She shook her head and tapped her foot on the ground.

“Say no, bluntly, if you will, but do not try to slip away with words of cheap and empty flattery. I am not appealing to you to join for my sake, gladly as I would welcome you, but for the sake of the Prince, for the cause of truth, for the honour and safety of Bulgaria. Stay——” as I was about to answer, “I have seen you act and I have read your character. I do not make mistakes. I know you are to be trusted. You have saved my life, at a greater risk than you may think, for you will be a marked man now; and I will do more than put my life in your hands—I will tell you everything. You will not reveal it—though, Heaven knows, betrayal is the religion of most men here,” she exclaimed bitterly.

“I would rather you told me none of your secrets,” I said, but she swept my protest aside with a wave of the hand.

“You wonder why you find me here in this house alone at night. You must wonder; I will tell you. It is my mother’s house—my own is across the city near the Palace—and to-night her own maid came to me with an urgent message that my mother had been stricken down suddenly and was dying, and that I must come at once. It was a lie, of course, though for the moment it blinded me. I hurried here on foot, too anxious even to wait for a carriage to be got ready, and when I arrived the place was empty. While I was wondering whether I had been betrayed, the men you saw—to whom keys of the place had been given—entered, and would assuredly have murdered me but for your arrival. That is how Russia plays her cards in Bulgaria.”

“How do you know they were Russian agents?”

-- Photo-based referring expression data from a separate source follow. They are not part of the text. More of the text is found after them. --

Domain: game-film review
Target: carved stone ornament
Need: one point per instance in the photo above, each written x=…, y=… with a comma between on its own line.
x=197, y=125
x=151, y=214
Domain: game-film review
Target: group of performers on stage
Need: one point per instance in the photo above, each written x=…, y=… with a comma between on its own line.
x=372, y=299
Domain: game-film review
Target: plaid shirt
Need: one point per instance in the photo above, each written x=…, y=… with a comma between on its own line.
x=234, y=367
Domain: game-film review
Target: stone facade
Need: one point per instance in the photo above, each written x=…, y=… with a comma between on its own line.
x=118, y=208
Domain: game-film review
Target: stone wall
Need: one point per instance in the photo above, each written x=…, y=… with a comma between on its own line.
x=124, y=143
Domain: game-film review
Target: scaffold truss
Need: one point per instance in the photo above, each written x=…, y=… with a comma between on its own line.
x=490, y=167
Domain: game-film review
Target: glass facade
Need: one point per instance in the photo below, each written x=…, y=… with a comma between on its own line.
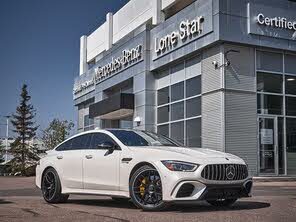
x=276, y=107
x=179, y=102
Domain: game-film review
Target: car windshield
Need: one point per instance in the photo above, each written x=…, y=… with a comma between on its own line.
x=143, y=138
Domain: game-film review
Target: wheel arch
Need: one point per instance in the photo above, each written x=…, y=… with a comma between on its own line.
x=139, y=165
x=45, y=169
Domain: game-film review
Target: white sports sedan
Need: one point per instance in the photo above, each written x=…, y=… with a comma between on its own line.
x=150, y=169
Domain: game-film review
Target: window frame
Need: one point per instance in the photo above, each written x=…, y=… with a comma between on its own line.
x=117, y=147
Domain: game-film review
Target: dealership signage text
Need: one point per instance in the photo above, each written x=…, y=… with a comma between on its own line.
x=187, y=29
x=127, y=57
x=278, y=22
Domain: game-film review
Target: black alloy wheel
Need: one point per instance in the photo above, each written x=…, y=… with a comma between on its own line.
x=146, y=189
x=51, y=187
x=222, y=202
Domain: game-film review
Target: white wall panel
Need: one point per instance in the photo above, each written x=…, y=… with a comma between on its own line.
x=131, y=16
x=96, y=42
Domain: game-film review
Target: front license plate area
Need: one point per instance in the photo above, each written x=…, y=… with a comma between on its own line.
x=223, y=193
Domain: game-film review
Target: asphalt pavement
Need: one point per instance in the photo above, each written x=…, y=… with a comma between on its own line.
x=20, y=200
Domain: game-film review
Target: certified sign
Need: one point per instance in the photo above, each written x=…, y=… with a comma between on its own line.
x=267, y=136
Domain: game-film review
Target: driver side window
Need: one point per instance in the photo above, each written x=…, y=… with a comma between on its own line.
x=100, y=138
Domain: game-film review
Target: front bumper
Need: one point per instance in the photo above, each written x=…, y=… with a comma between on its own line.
x=191, y=186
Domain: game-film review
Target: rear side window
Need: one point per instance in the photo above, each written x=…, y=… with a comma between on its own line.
x=81, y=142
x=99, y=138
x=77, y=143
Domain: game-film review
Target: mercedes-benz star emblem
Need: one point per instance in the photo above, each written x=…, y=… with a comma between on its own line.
x=230, y=172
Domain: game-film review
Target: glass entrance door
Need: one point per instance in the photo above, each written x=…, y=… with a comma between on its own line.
x=268, y=145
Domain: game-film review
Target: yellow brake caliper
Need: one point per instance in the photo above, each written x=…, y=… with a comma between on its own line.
x=142, y=187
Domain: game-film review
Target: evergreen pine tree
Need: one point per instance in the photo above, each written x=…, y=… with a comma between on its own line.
x=24, y=153
x=2, y=151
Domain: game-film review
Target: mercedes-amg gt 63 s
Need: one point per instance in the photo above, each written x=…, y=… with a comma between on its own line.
x=151, y=170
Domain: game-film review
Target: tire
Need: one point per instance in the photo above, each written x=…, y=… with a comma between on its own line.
x=222, y=203
x=51, y=187
x=146, y=193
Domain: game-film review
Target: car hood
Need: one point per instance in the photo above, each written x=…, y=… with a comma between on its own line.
x=197, y=155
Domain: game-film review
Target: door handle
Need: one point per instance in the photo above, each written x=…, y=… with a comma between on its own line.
x=88, y=157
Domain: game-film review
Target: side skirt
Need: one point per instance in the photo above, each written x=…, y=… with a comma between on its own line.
x=97, y=192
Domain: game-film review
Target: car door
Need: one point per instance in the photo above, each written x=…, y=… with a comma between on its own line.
x=69, y=161
x=100, y=169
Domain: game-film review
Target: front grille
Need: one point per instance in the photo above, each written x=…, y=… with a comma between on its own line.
x=225, y=172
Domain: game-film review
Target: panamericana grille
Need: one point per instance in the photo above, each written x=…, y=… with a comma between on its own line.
x=225, y=172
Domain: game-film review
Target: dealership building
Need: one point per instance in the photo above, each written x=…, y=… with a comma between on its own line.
x=217, y=74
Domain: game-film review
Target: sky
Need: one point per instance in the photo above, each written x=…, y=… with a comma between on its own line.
x=39, y=46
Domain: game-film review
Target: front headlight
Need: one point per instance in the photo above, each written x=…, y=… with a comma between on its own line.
x=180, y=166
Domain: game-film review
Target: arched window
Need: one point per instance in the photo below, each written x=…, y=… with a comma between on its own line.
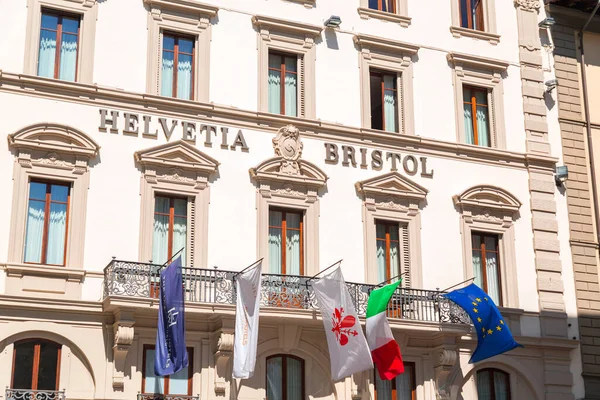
x=403, y=387
x=36, y=365
x=285, y=378
x=493, y=384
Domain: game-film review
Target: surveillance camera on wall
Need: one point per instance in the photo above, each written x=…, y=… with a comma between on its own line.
x=551, y=84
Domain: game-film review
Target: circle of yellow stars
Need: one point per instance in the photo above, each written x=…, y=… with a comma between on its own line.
x=485, y=331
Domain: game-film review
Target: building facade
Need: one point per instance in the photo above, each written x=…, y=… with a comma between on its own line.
x=575, y=42
x=402, y=141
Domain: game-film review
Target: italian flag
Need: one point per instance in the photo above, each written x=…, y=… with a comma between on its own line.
x=384, y=349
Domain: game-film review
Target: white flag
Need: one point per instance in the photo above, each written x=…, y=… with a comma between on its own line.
x=246, y=322
x=348, y=348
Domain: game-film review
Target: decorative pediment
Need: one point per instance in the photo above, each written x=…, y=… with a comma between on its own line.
x=392, y=184
x=287, y=166
x=489, y=198
x=178, y=155
x=53, y=139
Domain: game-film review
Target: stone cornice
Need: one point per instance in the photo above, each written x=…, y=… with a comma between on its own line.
x=100, y=96
x=476, y=61
x=185, y=6
x=282, y=25
x=375, y=42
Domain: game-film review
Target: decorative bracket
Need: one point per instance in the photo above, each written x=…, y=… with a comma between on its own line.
x=445, y=359
x=124, y=333
x=222, y=356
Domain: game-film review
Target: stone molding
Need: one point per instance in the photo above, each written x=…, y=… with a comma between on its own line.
x=94, y=95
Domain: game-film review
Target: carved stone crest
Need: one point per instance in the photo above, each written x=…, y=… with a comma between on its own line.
x=528, y=5
x=288, y=146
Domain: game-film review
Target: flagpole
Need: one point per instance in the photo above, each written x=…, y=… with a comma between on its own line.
x=174, y=255
x=470, y=279
x=331, y=266
x=393, y=277
x=251, y=265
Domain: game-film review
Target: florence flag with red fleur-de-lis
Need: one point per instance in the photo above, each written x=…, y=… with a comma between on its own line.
x=348, y=348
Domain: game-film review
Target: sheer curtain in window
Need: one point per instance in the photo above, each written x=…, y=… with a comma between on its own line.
x=389, y=102
x=35, y=227
x=153, y=384
x=383, y=387
x=47, y=50
x=68, y=49
x=180, y=228
x=274, y=379
x=483, y=135
x=468, y=116
x=274, y=82
x=57, y=226
x=166, y=73
x=294, y=379
x=491, y=269
x=184, y=69
x=291, y=86
x=275, y=242
x=160, y=238
x=292, y=239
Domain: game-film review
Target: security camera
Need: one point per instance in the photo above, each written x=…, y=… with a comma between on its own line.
x=551, y=84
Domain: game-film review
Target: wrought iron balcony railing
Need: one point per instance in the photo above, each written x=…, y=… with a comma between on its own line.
x=145, y=396
x=124, y=278
x=26, y=394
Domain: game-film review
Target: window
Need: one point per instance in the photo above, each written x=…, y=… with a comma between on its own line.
x=283, y=84
x=285, y=378
x=471, y=14
x=176, y=384
x=388, y=249
x=384, y=101
x=170, y=228
x=477, y=127
x=403, y=387
x=47, y=219
x=383, y=5
x=36, y=365
x=286, y=244
x=177, y=66
x=493, y=384
x=59, y=41
x=386, y=84
x=486, y=264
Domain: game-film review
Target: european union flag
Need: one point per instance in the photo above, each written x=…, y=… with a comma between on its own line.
x=171, y=355
x=493, y=335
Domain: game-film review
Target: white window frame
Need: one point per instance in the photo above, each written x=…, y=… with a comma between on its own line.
x=485, y=73
x=395, y=198
x=185, y=18
x=165, y=173
x=489, y=33
x=88, y=12
x=400, y=16
x=489, y=209
x=394, y=57
x=292, y=38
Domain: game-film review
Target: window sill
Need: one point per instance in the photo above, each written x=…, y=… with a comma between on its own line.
x=306, y=3
x=459, y=32
x=18, y=270
x=366, y=13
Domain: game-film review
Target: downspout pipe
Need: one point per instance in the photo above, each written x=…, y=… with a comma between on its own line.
x=588, y=124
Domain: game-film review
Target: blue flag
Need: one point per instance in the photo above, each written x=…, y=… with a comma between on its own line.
x=171, y=355
x=493, y=335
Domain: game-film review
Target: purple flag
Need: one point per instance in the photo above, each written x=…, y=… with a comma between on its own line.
x=171, y=355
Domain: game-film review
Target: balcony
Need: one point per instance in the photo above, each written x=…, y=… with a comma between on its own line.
x=141, y=280
x=145, y=396
x=26, y=394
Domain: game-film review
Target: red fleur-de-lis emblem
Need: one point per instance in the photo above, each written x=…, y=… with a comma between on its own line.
x=342, y=327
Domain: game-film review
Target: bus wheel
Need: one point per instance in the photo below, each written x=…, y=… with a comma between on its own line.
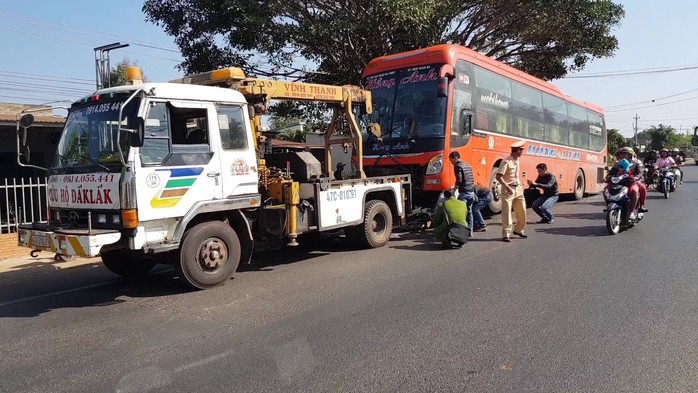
x=579, y=185
x=496, y=203
x=377, y=226
x=209, y=255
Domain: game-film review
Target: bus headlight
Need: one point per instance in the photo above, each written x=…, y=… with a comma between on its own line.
x=436, y=165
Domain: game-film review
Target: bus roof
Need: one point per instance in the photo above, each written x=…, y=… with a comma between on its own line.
x=449, y=53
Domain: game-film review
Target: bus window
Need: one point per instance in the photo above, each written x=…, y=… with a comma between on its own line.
x=493, y=101
x=555, y=115
x=462, y=104
x=528, y=112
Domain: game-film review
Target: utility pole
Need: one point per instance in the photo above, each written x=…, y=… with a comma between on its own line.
x=103, y=64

“How do I know that when I am hungry I want to eat? Wearied, I need sleep? Bah! do you think I have no instincts, and do not know my enemies? How do I know their plans and plots?” She fired the questions at me with vindictive indignation and a smile of surprise that I should even ask such a thing. Then her expression changed to one of deep earnestness, her tone hard and bitter.

“I will tell you how you shall know it, too. They have tried every other means but this to separate me from my Prince. Threats at which I laughed; bribes to be anything I pleased, which I scorned; hints of his assassination, which I carried to him; everything—till only this was left; and now this,” and she touched her wound lightly. “And even this, thanks to your valour, Count, has now failed. And their object, you will ask? They have a plot to drive my Prince from Bulgaria, because he will not be their tool. You know he will not; all Europe knows it, and knows too that the only chance for Bulgaria’s real independence is that he shall remain on the throne here. And remain he shall, I swear, by the great God they all profess to worship, in spite of all their crafty intrigue and bloodthirsty plotting. And yet, mark you, the worst danger lies not with them, but with the fools and traitors in Bulgaria itself whom they delude or suborn. There is not a self-interest to which they do not appeal, from the ambition of the fool to the corruptness of the knave. And God knows, both knaves and fools are plentiful enough here.”

“And their scheme?” I asked, moved by her intense earnestness.

She looked at me sharply.

“Then you do wish to hear it?” she asked, referring to my former protest. “You shall. There is a woman—a seemingly innocent, soft-natured thing, all sweetness and grace, but a devil; with the beauty of an angel and the heart of a vampire—a devil.”